The other dilemma now facing the trans-humanists is that regarding the early practitioners who, three hundred years ago, put themselves into cryonic suspension, to be woken when their post-Darwinian world had come about. This is the longest time any creature has spent in sustained suspension and there are fears that the longer they remain frozen, the less likely it is they could ever be re-animated. Is this the world they have waited for? Will it ever be? Should they just dispose of them quietly? Since there are only a thousand of these human icebergs, the loss would be but a drop in the ocean of the current population, and as evils go it would hardly compare to past atrocities.
* Prometheism – a transhuman religion that has done away with ‘creator’ and ‘deity’ concepts. Identifying with the ancient Greek icon of Prometheus, they preach the transcendence of the human through technology. ‘Transcend to what?’ you may ask; Post-humanity of course. ** Appropriated from the archaic symbol of enlightenment. *** F for fantasy. All creators of artiﬁcial sensory stimuli are subject to Realism Classiﬁcation, their RC rating then determines how they may advertise their products. It would be a severe blow to the Prometheists to lose their P status (Possible).
IT IS truly amazing the lengths people will go to personalize their bodies. Frea-Kreations™ and copy-cat companies could grow or surgically attach all sorts of appendages and animalia. The Japanese company’s bizarre augmentation studios created an avenue, for those so wanting, to be ‘fantasticized,’ as I believe it translates.
Far beyond the transﬁguration and dysmorphia of centuries past, a signiﬁcant portion of an entire generation became ﬁxated on becoming living avatars, at least symbolically. Freaking has remained the most popular form of ‘self-art’ for over a century.
Plate 27: Ms.
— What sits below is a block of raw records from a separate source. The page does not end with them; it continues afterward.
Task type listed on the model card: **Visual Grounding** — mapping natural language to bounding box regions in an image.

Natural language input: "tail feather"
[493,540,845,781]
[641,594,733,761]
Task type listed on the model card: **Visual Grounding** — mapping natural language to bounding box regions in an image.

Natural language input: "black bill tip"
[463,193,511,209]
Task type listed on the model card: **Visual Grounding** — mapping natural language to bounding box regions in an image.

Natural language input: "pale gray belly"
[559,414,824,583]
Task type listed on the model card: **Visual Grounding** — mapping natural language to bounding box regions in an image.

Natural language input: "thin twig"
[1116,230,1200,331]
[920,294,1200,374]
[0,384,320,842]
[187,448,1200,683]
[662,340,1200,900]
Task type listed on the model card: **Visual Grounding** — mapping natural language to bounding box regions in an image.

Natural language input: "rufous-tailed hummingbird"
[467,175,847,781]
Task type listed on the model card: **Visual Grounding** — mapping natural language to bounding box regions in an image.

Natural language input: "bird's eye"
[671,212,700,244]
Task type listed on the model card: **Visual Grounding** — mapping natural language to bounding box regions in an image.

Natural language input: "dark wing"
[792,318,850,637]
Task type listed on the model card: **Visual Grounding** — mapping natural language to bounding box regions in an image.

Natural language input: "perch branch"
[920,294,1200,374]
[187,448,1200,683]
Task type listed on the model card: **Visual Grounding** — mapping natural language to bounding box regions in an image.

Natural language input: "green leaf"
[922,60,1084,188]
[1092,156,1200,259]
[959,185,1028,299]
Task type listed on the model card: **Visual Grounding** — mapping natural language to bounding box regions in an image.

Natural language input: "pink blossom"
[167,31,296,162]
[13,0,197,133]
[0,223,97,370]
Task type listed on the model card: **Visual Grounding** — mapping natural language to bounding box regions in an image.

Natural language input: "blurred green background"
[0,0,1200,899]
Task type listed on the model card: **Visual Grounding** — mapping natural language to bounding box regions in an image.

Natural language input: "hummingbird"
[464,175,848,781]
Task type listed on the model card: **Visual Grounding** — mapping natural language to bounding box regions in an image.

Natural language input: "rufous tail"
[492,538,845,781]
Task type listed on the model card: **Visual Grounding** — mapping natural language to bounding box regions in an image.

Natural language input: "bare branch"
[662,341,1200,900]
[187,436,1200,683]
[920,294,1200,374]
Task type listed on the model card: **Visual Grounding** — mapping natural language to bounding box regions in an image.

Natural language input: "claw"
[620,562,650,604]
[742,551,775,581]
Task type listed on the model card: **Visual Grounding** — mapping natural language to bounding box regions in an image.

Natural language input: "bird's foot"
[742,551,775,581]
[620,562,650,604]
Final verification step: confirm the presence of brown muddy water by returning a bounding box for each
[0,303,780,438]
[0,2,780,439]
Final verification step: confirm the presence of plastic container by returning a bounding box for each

Franjipani Cat, one of our lovelier tour guides, and reason for much passing trade. Formerly the poster girl for Frea-Kreations™ and star of many sensuals*. As expected she aged like plastic, with scratches rather than wrinkles. Nevertheless she was still rather lovely and after the museum was destroyed made her way to the Fringe, where she remains popular.
Plate 28: Heshe, the girlboy who was illegally freaked by his parents**. Heshe was of course too early in physical development and outgrew some of the living augments to the detriment of the implants and the host. There are tougher restrictions now, but you can always go off-world for that sort of thing.
I would show more examples, but such body alteration is common-place and can be found out and about on the streets today as the change-culture persists in more and more glorious forms.
* Like cinema but visual, audial, tastible, smellable and tactile – the genre of such sensuals is akin to the literal meaning of the word. * We are legally obliged to make clear that the practitioners who operated upon Heshe were in no-way afﬁliated with Frea-Kreations™.